Stepping/being pushed out of your comfort zone
The described discussion highlighted one of the biggest gaps between the disciplines: Computer scientists seek a model with an objective and constraints (“0.1 level of privacy”) to guide the algorithmic design task; they tend to view complementary tools, like rules, as exogenous to the task. Legal and social scholars seek a wide view, factoring in multiple objectives and taking into account many tools from the legal and social toolbox. We have noticed that when facing this gap, both groups seemed out of their comfort zones. Computer scientists may feel that widening the scope too much could interfere with innovation; they also view some of the wider considerations as ideological and/or political and may react with distrust. Legal scholars may feel trapped by the need to make binding design decisions up front when designing a system, rather than using an iterative, pluralist, case-by-case approach, and they view computing as just one (imperfect) tool that is not always the most adequate one. This insight further stresses the need to integrate the two perspectives into a comprehensive approach for tackling current challenges.

Collaboration and education
Our everyday life nowadays includes contact tracing apps, ML predictions, decision-making by dynamic AI systems, etc. This reality will increasingly push the relevant disciplines out of their comfort zones, expanding disciplinary boundaries whether we like it or not. So, what is required for the relevant disciplines to get ready for these new challenges and opportunities? The answer is probably a combination of education and research collaborations. We held the workshop’s two breakout sessions in smaller working groups in between the talks to create brainstorming opportunities and demonstrate what a joint hands-on academic activity might look like. In particular, the simulation (based on a Technion pilot led by Niva Elkin-Koren, Avi Gal, and Shlomi Hod) sought to demonstrate how the tackling of a practical challenge by mixed teams could be used as a pedagogical tool to expose some gaps in translation between the disciplines and to help bridge them. In the concluding panel, Abebe warned against “drive-by collaborations,” and other panel members described how they found it necessary to completely immerse themselves in another discipline in order to produce meaningful interdisciplinary research.

What participants thought
We’ve reported a few of the things we’ve learned from organizing the workshop, but more importantly, what did the participants feel they took away?
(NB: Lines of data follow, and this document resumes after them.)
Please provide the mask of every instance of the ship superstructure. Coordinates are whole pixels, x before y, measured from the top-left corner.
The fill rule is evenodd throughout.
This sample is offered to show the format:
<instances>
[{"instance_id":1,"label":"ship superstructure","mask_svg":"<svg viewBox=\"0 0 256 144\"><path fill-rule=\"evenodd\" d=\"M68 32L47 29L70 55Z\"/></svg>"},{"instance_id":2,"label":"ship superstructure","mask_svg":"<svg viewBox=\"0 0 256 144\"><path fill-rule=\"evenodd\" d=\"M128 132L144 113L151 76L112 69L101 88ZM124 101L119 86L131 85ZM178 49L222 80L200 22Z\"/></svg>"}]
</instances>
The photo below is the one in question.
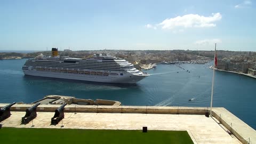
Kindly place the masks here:
<instances>
[{"instance_id":1,"label":"ship superstructure","mask_svg":"<svg viewBox=\"0 0 256 144\"><path fill-rule=\"evenodd\" d=\"M149 76L124 59L100 54L87 59L59 57L52 48L52 57L40 54L22 67L25 75L114 83L135 83Z\"/></svg>"}]
</instances>

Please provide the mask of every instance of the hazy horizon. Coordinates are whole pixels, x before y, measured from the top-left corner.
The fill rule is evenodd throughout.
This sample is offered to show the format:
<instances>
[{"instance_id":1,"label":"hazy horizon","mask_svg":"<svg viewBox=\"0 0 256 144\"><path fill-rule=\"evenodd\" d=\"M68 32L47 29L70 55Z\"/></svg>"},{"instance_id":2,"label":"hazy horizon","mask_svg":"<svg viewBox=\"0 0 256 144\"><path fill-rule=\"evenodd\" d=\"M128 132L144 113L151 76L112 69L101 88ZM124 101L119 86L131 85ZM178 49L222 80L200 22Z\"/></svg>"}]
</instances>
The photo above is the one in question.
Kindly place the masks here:
<instances>
[{"instance_id":1,"label":"hazy horizon","mask_svg":"<svg viewBox=\"0 0 256 144\"><path fill-rule=\"evenodd\" d=\"M251 0L0 1L0 50L255 51Z\"/></svg>"},{"instance_id":2,"label":"hazy horizon","mask_svg":"<svg viewBox=\"0 0 256 144\"><path fill-rule=\"evenodd\" d=\"M72 51L174 51L174 50L184 50L184 51L212 51L212 50L182 50L182 49L173 49L173 50L131 50L131 49L99 49L99 50L72 50ZM51 51L51 50L49 49L47 51L46 50L0 50L0 52L20 52L21 53L26 53L26 52L45 52L45 51ZM60 50L60 49L58 50L59 51L63 51L63 50ZM231 50L217 50L217 51L234 51L234 52L255 52L256 51L231 51Z\"/></svg>"}]
</instances>

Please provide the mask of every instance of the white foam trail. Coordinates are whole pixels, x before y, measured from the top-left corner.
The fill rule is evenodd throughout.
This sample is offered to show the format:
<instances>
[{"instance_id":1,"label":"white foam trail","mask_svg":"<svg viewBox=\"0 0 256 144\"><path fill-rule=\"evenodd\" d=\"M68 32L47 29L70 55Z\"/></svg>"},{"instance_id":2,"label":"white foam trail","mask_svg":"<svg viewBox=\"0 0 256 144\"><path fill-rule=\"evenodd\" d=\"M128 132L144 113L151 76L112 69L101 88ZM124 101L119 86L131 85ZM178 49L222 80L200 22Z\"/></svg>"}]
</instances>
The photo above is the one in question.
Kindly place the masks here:
<instances>
[{"instance_id":1,"label":"white foam trail","mask_svg":"<svg viewBox=\"0 0 256 144\"><path fill-rule=\"evenodd\" d=\"M164 74L167 74L170 73L175 73L179 71L171 71L169 72L166 72L166 73L158 73L158 74L150 74L150 75L164 75Z\"/></svg>"}]
</instances>

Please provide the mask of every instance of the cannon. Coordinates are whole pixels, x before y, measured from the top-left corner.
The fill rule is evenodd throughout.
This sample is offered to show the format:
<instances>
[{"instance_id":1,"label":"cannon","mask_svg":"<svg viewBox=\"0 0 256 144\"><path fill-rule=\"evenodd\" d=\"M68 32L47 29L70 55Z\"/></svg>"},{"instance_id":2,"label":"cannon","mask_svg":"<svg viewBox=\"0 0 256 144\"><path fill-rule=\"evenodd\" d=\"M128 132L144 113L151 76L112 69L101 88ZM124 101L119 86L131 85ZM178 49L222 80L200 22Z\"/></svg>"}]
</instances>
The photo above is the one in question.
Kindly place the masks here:
<instances>
[{"instance_id":1,"label":"cannon","mask_svg":"<svg viewBox=\"0 0 256 144\"><path fill-rule=\"evenodd\" d=\"M1 108L0 109L0 122L11 116L10 108L16 102L14 102Z\"/></svg>"},{"instance_id":2,"label":"cannon","mask_svg":"<svg viewBox=\"0 0 256 144\"><path fill-rule=\"evenodd\" d=\"M40 102L37 103L32 107L26 110L26 115L21 118L21 123L26 124L36 117L36 108L40 105Z\"/></svg>"},{"instance_id":3,"label":"cannon","mask_svg":"<svg viewBox=\"0 0 256 144\"><path fill-rule=\"evenodd\" d=\"M52 120L51 121L51 124L57 125L59 122L64 118L64 107L67 105L67 103L65 103L59 107L58 108L55 110L55 114Z\"/></svg>"}]
</instances>

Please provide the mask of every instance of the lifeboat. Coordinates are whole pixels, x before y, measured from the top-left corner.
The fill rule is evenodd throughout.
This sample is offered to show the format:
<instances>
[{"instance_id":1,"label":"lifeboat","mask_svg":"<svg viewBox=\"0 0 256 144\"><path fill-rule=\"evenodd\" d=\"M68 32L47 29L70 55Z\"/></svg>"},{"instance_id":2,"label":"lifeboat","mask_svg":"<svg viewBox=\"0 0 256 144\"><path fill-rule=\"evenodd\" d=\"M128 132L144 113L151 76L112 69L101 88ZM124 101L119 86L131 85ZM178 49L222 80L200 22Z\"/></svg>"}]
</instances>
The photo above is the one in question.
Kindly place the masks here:
<instances>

We conclude with a small sample. Kira Goldner described going into the workshop expecting it to be focused on formalizing law (notable recent progress on this front includes notions like “singling out” [1] and the “right to be forgotten” [2]), but finding it to be much more focused on the power, impact, and implications of computing in society, and unexpected combinations of these. A common theme she saw in the talks was the various factors to consider before using computing as a solution. “My biggest takeaways were, while computing can help to digital contact-trace at scale or to nowcast COVID-19, we need to factor in privacy, and incentives, and the domain, and many other factors in order to be sure we’re using the right aspects of computing (or whether computing is the right tool at all).”

And Rann Smorodinsky suggested adding even more voices to the discussion: “I believe economists have gone down the path of figuring out how formal modeling is beneficial and harmful for social causes. It would be wise to have them in the loop.”

References
1. Aloni Cohen, Kobbi Nissim. “Towards Formalizing the GDPR's Notion of Singling Out.” Available at https://arxiv.org/abs/1904.06009. 2019.

2. Sanjam Garg, Shafi Goldwasser, Prashant Nalini Vasudevan. “Formalizing Data Deletion in the Context of the Right to Be Forgotten.” EUROCRYPT (2) 2020: 373-402.